I’ve been inspired by so many people. I’ve had periods in my life where I exclusively listen to jazz or I exclusively listen to folk. Recently I had a three month period where I was so transfixed by the history of rock n’ roll. And I started in the 50’s and came to the present. So I’ve gone through a lot of phases, I think honestly what inspired this EP more than anything is nature, which sounds kind of cheesy but… I feel such an intense connection to the earth. The first time I ever thought about writing a song I was living in the rainforest while I was getting my undergraduate degree, and I was so deeply inspired by my surroundings. If anything, when I’m creating these tracks, aside from the storytelling it’s important to draw on what that makes me feel. I guess that’s why it’s so visual. Because I create music that I feel sounds like nature feels. That’s not to diminish the incredible songwriters that I’m deeply inspired by, because I just saw Paul McCartney at Bonnaroo and he blew my mind. For the second time.
Speaking of Bonnaroo, you performed there this year, and now you’re at The Hotel Cafe which is a much smaller, intimate location. What environment do you like to perform in most? And what’s the most important thing for your audience to take away from your performances?
The most important thing for me as a spectator is when I really believe a person, and they’re just so in to it and they really care about it, lost in that moment. So it doesn’t really matter the space or the size, it’s more if people are really listening and feeling connected to it. You know, it’s obviously not super fun to play in a really loud bar where no one is listening. And even Bonnaroo is really hard because there’s so much sound pollution from everything that’s around you. It’s incredible and it’s a beautiful experience, but sometimes performing at a place like The Hotel Cafe is even more rewarding because you’re interacting more with the audience individually. But I just love to feel that moment and be transported myself and hope that it does it for other people.
You’ve been touring along the east coast, a little in California, following up the June release of “The Evolution.” What’s up next for you?
Well, I released the EP at Bonnaroo, so that was a pretty great celebration.

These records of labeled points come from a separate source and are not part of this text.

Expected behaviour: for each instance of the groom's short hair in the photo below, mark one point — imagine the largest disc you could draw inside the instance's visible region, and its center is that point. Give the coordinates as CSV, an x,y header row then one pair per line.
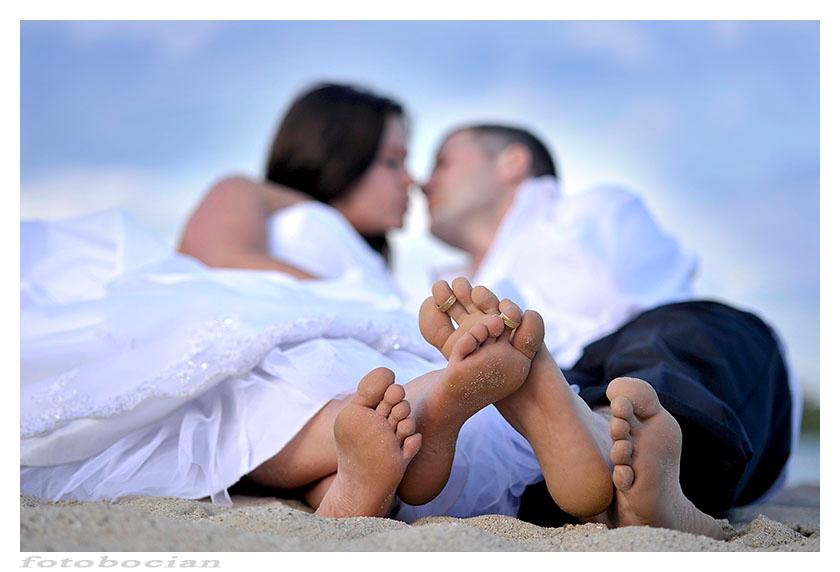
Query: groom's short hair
x,y
496,137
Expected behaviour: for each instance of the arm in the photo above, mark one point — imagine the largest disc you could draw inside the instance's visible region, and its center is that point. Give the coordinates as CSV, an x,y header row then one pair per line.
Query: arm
x,y
228,229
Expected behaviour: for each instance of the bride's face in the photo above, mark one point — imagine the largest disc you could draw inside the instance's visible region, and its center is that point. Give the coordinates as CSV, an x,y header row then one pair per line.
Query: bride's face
x,y
378,201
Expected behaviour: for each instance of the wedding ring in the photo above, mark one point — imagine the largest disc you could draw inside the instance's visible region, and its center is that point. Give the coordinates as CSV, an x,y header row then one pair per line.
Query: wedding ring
x,y
448,304
508,322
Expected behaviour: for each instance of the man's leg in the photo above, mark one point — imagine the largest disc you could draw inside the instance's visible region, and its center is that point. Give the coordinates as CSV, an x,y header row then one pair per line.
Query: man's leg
x,y
719,372
571,442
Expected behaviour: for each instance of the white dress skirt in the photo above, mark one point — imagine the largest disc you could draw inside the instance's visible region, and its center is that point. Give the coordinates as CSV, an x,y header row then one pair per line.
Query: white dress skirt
x,y
145,373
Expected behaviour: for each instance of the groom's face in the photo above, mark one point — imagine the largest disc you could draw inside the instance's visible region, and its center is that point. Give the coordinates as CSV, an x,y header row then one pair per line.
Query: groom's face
x,y
463,183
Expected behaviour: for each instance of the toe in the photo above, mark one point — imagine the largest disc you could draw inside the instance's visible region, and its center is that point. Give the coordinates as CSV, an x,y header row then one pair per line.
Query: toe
x,y
463,291
619,428
384,408
394,394
465,345
372,387
623,477
495,325
399,412
485,300
622,408
621,452
441,292
436,326
528,337
510,310
406,427
480,332
411,446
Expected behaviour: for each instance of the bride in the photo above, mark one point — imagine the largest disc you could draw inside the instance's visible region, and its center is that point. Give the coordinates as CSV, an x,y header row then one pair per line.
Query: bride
x,y
145,372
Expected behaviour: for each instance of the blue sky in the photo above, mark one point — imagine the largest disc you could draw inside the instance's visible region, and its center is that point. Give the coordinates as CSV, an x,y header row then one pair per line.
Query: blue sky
x,y
714,124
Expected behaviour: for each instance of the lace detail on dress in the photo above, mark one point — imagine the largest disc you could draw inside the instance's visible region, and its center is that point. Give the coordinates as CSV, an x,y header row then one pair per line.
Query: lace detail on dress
x,y
219,349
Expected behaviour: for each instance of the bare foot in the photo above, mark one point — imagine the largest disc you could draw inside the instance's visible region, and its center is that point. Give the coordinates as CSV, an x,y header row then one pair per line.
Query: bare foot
x,y
484,367
571,441
647,441
375,441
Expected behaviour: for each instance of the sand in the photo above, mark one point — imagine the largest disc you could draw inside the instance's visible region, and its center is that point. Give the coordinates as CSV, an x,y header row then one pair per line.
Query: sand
x,y
789,522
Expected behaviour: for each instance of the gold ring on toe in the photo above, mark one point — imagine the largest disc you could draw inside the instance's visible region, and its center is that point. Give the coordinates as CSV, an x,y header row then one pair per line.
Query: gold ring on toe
x,y
508,322
448,304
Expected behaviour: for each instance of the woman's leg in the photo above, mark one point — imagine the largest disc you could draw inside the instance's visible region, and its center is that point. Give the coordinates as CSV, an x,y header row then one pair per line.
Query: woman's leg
x,y
308,457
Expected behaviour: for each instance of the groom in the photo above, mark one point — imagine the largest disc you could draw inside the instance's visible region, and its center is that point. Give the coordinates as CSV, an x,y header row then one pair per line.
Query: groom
x,y
615,292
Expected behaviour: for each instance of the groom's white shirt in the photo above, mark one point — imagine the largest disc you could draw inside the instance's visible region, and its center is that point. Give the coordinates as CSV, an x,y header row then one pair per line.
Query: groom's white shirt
x,y
588,262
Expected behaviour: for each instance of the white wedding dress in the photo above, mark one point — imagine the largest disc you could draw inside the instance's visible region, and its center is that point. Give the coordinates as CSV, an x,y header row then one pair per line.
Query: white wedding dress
x,y
145,373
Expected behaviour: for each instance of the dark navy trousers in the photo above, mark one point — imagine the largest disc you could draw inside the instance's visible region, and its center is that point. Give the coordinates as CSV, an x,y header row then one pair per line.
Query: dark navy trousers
x,y
720,373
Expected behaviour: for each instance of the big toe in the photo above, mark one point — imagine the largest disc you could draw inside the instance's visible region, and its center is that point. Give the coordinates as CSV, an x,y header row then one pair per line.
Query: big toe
x,y
436,326
638,392
372,387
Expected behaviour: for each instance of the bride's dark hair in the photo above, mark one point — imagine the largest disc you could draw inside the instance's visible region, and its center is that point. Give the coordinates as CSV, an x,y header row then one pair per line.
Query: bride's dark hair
x,y
327,140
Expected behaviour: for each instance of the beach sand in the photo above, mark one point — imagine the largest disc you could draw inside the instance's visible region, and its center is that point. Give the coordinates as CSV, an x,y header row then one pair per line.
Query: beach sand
x,y
789,522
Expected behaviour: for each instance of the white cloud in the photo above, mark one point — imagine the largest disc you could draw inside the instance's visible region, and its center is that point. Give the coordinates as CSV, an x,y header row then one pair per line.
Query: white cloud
x,y
620,41
173,40
162,201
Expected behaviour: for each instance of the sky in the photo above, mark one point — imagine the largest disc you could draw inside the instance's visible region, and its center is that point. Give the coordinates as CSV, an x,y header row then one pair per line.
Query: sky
x,y
714,124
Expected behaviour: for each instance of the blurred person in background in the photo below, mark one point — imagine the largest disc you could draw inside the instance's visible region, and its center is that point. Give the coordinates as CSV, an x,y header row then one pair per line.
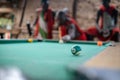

I was like, “well, this really doesn’t get any better…” (laughs). But I am delighted to be here, and then after this I’m taking a retreat in the woods at the Glass Lake to write. And really, to just digest everything that’s been happening. Hopefully, I can spin it into something. Then, I’m looking forward to playing as much as possible. I want to be playing and creating and writing. The EP took a year and a half and, like I said, that was an incredible discovery period. It opened up my mind to so many things, and now that I feel like I’ve tapped in to the sonic space that feels really good to me right now, I want to write more. I want to create more stuff! So, that’s where I’m at right now!